Утром я, как обычно, разбудила Питера в одиннадцать. Протянув ему чашку кофе, я сказала:
— Мне сегодня надо на прием к акушерке.
— Спасибо, — он отпил из чашки. — Хочешь, чтобы я тоже пошел?
Когда я носила Руби, Питер ходил со мной на каждое занятие предродовой подготовки. Теперь же он почти туда не заглядывал.
— Не надо, все в порядке. Это обычная проверка на восьмом месяце. А потом я, наверное, схожу на йогу для беременных.
— Ладно. Мы с Руби пойдем на причал Санта-Моника, может, на карусели прокатимся.
Я его поцеловала, сказав: «Увидимся». Теперь я могла потратить день как угодно.
Моя акушерка Дороти делила офис с кабинетами акупунктуры и массажа. Сначала мне казалось, что там просто сумасшедший дом, но потом я привыкла. Стэйси убедила меня ходить к Дороти, а не к обычному акушеру-гинекологу, и во время второй беременности, как она и обещала, обо мне заботились гораздо лучше. Мне порядком надоела моя бывшая врач, которая интересовалась, как у меня дела, опираясь на дверную ручку и наполовину высунувшись в приемную к следующей пациентке.
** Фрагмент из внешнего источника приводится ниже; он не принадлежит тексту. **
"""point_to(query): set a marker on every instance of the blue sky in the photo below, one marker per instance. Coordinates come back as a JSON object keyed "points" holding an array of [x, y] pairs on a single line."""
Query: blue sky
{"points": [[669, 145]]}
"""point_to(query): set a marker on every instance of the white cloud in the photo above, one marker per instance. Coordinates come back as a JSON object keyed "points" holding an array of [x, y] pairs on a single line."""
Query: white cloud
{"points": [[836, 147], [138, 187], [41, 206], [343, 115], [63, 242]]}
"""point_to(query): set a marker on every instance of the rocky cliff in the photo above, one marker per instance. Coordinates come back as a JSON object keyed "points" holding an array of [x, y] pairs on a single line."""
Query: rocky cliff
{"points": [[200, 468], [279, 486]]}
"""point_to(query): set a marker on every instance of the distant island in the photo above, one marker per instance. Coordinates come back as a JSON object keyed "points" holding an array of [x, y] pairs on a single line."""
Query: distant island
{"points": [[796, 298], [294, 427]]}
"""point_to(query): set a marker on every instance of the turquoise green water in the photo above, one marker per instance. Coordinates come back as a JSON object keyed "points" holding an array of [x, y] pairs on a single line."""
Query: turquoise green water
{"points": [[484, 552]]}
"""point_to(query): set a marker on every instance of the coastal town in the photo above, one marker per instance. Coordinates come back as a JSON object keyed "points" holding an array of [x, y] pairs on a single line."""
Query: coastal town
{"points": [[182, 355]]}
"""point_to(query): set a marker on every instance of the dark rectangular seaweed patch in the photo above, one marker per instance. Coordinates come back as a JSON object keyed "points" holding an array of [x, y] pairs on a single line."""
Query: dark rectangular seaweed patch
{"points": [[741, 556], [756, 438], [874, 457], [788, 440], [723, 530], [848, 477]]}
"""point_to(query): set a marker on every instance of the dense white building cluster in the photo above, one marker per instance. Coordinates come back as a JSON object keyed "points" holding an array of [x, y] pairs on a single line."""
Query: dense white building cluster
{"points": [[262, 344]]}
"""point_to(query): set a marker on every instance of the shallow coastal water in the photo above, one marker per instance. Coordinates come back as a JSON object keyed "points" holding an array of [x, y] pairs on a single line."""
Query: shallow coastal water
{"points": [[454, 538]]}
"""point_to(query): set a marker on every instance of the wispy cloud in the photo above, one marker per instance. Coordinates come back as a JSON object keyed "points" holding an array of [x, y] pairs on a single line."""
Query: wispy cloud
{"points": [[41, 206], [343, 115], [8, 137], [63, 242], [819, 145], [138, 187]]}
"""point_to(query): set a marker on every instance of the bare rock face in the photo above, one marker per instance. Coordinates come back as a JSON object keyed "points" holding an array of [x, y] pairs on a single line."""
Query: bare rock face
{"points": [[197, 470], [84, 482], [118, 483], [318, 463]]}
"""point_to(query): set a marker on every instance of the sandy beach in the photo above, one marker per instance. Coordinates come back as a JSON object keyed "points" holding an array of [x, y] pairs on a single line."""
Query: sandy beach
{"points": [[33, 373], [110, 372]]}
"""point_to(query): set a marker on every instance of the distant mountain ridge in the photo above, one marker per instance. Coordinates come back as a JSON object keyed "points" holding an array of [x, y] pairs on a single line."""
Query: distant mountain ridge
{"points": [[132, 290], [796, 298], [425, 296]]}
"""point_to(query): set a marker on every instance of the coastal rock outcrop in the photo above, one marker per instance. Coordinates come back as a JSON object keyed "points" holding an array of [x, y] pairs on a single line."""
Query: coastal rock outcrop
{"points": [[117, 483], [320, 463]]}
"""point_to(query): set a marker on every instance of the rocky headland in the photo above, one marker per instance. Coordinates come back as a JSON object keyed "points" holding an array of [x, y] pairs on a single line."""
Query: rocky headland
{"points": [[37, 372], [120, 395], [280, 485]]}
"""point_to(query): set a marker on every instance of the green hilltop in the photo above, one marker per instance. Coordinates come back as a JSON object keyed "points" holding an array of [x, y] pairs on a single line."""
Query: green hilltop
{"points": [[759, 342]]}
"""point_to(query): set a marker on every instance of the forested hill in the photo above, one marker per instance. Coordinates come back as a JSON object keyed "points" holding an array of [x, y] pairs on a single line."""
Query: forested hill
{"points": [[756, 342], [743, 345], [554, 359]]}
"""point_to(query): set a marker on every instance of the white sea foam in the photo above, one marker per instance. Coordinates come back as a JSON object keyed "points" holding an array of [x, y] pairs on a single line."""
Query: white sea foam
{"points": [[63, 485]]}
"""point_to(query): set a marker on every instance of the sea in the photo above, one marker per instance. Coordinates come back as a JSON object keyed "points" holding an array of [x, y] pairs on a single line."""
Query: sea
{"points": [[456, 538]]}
Войдя в приемную, я сняла туфли и встала на весы. Задыхаясь от ужаса, содрала с себя носки. Никакой существенной разницы. Я сняла очки, повязку с головы и серьги. Стрелка слегка дрогнула, словно решая, не дать ли мне поблажку, и решила, что не стоит. За четыре недели я набрала семь фунтов, и стрелка стояла ровно на ста семидесяти. Если бы Национальная футбольная лига искала низкорослых женщин-защитников, я могла бы принять предложение.
Я испытывала сильное искушение снять рубашку, леггинсы и даже нижнее белье, чтобы попытаться снизить цифру с уровня громадины до обычного человеческого, но весы стояли в приемной, и вокруг слонялась парочка будущих папаш. Скромность одержала победу.
Оказавшись в кабинете, я терпеливо выслушала лекцию Дороти о том, как опасно набирать лишний вес, и легла на спину, чтобы она прощупала мой живот.
— Мальчишка сильно толкается? — спросила она.
— Меньше, чем раньше, — ответила я. — Но это нормально, правда?
— Конечно. У него там теперь меньше места для движений. Он же растет!